READING AS A WOMAN…

November 28, 2008 at 6:35 pm (APART FROM ME...)

Reading As A Woman: Chinua Achebe’s Things Fall Apart And Feminist Criticism

Linda Strong-Leek

Does “reading as a woman” change one’s perspective on a text? Can a woman read as a woman after being conditioned, generally, to read as a man? In his On Deconstruction: Theory and Criticism after Structuralism, Jonathan Culler (1982) addresses these issues and forms several interesting conclusions. What does it mean to read as a woman? Culler’s answer is brief and relatively problematic: “to read as a woman is to avoid reading as a man, to identify the specific defenses and distortions of male readings and provide correctives”.1 Though Culler fails to outline these defenses and distortions, he does provide some fundamental guidelines for such a reading. Accordingly, to read as a woman requires that one approach a work from a feminist vantage and therefore, not regard the work from the purview of patriarchy. Consequently, in order to read Chinua Achebe’s 1969 literary masterpiece, Things Fall Apart, as a woman, one must query readings which suggest that Okonkwo is the only major figure in the novel, and alternately analyze the motivations of principal female characters who are thoroughly developed within the work.

Before beginning this feminist analysis, we must review the historical and cultural context in which Things Fall Apart was written. Things Fall Apart, first published in 1958, was initially written as a response to colonialist representations of Africa and Africans in literature, specifically Joyce Cary’s Mister Johnson (1989). Cary’s work positions Africans in the typical colonialist frame: as individuals without motives, forethought, or knowledge other than base responses to their environs. As JanMohammed (1986) states, “colonial literature is an exploration of a world at the boundaries of civilization; a world that has not (yet) been domesticated by European signification.” It is a world perceived as “uncontrollable, chaotic, unattainable, and ultimately evil.”

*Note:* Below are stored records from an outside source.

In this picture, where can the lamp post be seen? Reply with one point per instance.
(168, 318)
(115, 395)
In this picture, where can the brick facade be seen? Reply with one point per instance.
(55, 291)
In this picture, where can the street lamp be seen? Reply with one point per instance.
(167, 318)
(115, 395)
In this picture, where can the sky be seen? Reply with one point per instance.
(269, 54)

Against this context, Achebe’s novel allowed European readers to perceive Africans through an alternate lens. The Igbo society described by Achebe has definitive and complex social systems, values and traditions. Achebe presents customs such as the abandonment of multiple birth babies, and the sacrifice of human beings as conventions and not barbaric, inhumane rituals. He brilliantly places his characters within an ancient civilization with a labyrinthine system of governance and laws.

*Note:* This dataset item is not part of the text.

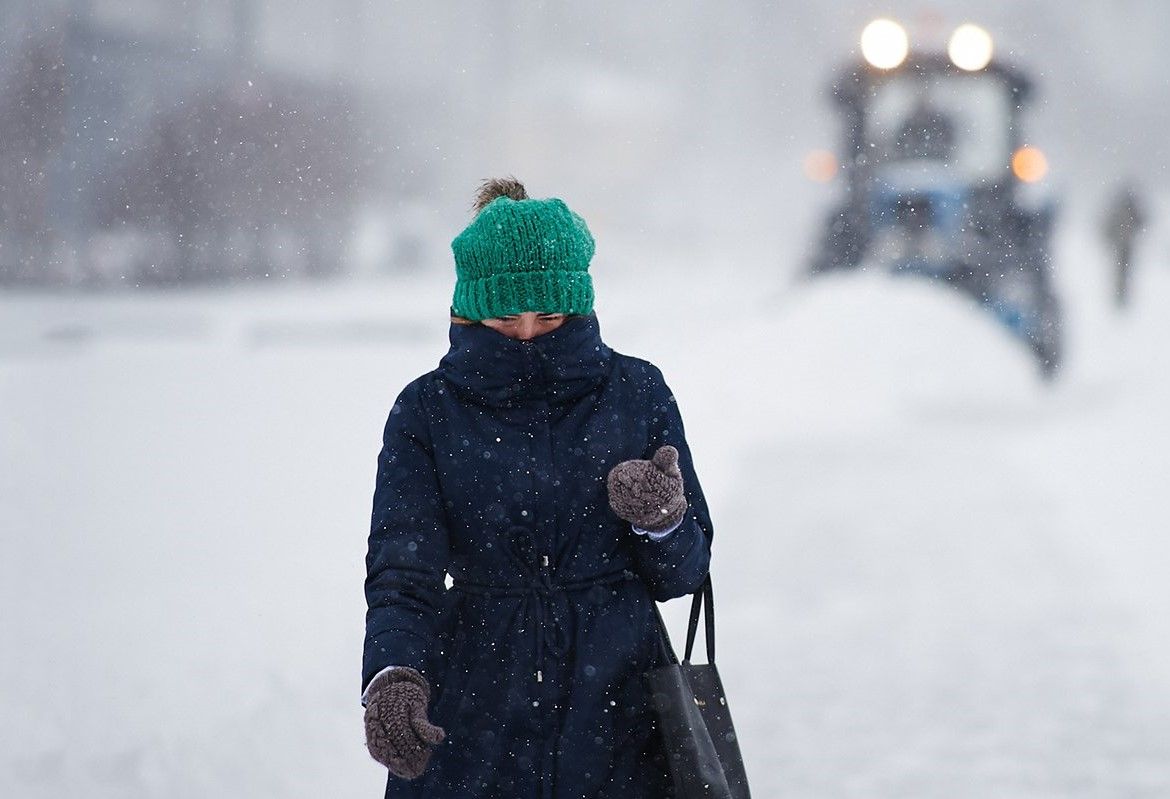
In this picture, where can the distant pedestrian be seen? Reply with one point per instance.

Consequently, Achebe’s main character, Okonkwo emerges early in the text as a traditional hero, who has within himself the ability to languish or attain his goals. Achebe’s readers understand that European colonialists do not precipitate Okonkwo’s ultimate downfall. Instead, it is Okonkwo’s seeds of self-destruction, which are deeply concealed in his desire to be the antitheses of his “feminine” father.

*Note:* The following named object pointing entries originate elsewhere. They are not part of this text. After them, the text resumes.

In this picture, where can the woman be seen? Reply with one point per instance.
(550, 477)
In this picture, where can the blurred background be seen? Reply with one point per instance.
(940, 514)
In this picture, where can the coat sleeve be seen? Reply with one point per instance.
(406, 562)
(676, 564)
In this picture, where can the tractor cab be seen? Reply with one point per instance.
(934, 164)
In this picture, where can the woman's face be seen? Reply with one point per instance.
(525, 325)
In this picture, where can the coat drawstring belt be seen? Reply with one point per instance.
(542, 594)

Moreover, though Achebe’s text is written in English, the language of the colonizer, it remains authentically African: “Achebe is most successful in expressing his African experience in English and still preserving its African authenticity.”5 The actions, ethos, and characterizations in the text depict a culture in transition, with indigenous practices which may be perceived as untenable to foreigners, but which are ordinary accepted within. Even when certain members of the community seek refuge in the Christian church, it is most often because they find themselves casualties of specific cultural norms: women who have multiple births, albinos, etc…rather than those who are secure in the traditional world.

In addition, as Iyasere (1969) states, reading Achebe’s conventional world as a woman, one cannot merely ascribe to the view that “one of Achebe’s great achievements is his ability to keep alive our sympathy for Okonkwo despite the moral revulsion from some of his violent, inhuman acts.”6 Instead, query whether this sympathy may remain intact for those reading through a feminist lens. Although many critics explicate upon the horrors and injustices Okonkwo inflicts upon the men in his life, (mainly his son Nwoye, his other ’son’ Ikemefuna), most omit any discussion of the abuse suffered by Okonkwo’s wives. However, this critique reevaluates the significance of not only the pain of these women, but also their importance as individuals within their community. Therefore, “by providing a different point of departure (this feminist reading) brings into focus the identification of male critics with one character and permits the analysis of male misreadings.”7 Hence, this work challenges these misreadings and positions the female characters at the center of the text. Instead of focusing on Okonkwo, as most critics have, this reading is focused on two major female characters, Ekwefi and Ezinma, and one minor figure, Ojiugo. They are mentioned only briefly, if at all, by other critics of the text, and when referred to, are examined only in relation to Okonkwo’s actions or motivations. Reading this text as a woman, this author analyzes these characters according to their self-perceptions, as well as societal awareness of them as women, wives, mothers and daughters. Exploring the relationships between these women reveals not only alliances between mothers and their offspring, but also alliances between comrades in arms.